Conner looks at me again, his mouth curved into a lop-sided grin. “Way to go, Legs,” he says, sounding more like himself, but it didn’t last. “Okay, I figure we’ve got a few hours, at best, before we get a visit from Boston’s finest, so we need to get in gear. Tess and Patrick are going to take you into the bathroom and take some pictures.”
“What?” I shoot a look at Patrick. He doesn’t look any happier about it than I am. “No. I just want to—”
“We need a paper grocery bag, a pair of tongs, magic marker and a stapler,” he says to Patrick, ignoring me completely.
“Got it,” Patrick says, moving into the kitchen to fill Conner’s wish list, collecting all four items in short order.

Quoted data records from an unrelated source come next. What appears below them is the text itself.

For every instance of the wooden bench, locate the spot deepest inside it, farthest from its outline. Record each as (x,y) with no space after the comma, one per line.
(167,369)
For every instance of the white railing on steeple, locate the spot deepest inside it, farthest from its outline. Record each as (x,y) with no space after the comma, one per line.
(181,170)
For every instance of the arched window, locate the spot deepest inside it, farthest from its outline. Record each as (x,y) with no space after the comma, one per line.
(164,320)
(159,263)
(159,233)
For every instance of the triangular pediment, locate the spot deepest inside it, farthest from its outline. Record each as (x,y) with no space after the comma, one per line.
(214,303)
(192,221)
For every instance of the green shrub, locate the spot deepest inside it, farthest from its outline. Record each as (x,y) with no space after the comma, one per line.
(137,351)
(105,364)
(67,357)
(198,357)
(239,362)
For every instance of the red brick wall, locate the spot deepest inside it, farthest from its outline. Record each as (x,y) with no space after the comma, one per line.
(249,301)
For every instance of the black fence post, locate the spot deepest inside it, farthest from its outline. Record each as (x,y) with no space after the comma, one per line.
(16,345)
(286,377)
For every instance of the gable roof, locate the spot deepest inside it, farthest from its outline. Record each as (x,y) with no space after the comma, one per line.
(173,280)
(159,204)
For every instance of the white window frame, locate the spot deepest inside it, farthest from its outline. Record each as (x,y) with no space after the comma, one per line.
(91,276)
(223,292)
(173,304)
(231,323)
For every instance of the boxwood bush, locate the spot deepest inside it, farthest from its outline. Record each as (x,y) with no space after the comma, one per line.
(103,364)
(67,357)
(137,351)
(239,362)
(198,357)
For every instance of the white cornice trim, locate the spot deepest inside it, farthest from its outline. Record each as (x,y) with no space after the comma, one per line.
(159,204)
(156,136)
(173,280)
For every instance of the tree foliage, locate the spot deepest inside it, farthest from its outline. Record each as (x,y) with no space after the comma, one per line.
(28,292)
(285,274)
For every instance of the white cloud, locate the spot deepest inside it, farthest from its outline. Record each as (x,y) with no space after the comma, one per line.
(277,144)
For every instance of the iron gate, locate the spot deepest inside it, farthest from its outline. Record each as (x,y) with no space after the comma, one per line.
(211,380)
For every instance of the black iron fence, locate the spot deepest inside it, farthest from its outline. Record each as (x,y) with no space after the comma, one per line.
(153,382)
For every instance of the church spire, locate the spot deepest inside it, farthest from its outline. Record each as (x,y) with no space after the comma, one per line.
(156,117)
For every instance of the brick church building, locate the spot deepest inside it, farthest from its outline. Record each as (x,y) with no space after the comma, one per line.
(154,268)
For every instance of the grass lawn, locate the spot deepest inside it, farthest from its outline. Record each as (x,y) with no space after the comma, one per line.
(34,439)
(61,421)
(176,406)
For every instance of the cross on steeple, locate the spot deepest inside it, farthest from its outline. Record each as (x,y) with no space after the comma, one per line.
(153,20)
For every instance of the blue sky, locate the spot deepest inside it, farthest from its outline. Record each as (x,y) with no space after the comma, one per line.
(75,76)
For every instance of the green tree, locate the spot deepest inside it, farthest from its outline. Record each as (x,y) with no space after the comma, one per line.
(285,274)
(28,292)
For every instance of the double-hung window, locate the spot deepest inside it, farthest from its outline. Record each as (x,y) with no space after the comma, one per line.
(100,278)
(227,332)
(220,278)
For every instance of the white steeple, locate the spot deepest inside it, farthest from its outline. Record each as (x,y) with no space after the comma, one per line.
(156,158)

“Great, Tess will collect your clothes. Patrick will document.” He gives me a look like he doesn’t understand why I’m not moving already. “You can get cleaned up afterward,” he says, motioning for me to get up. Because I don’t know what else to do and because I’m still too tired to argue, I stand up and follow Tess and Patrick into the bathroom.
“Stand on the towel,” Tess says, shutting the door behind us, before pulling out her phone. I do what she says and pose as directed while she takes pictures of my face, shirt, and hair. I shoot a look at Patrick who’s standing behind me. He’s leaning against the bathroom sink, phone out, aimed in our direction.
He’s filming us.
“Is it me or has Conner seen one too many episodes of Law & Order?” I say, and Tess cracks a smile. Behind me, Patrick makes a sound that might be a laugh. “What am I missing?” I say because I seem to be missing a lot lately when it comes to the Gilroys.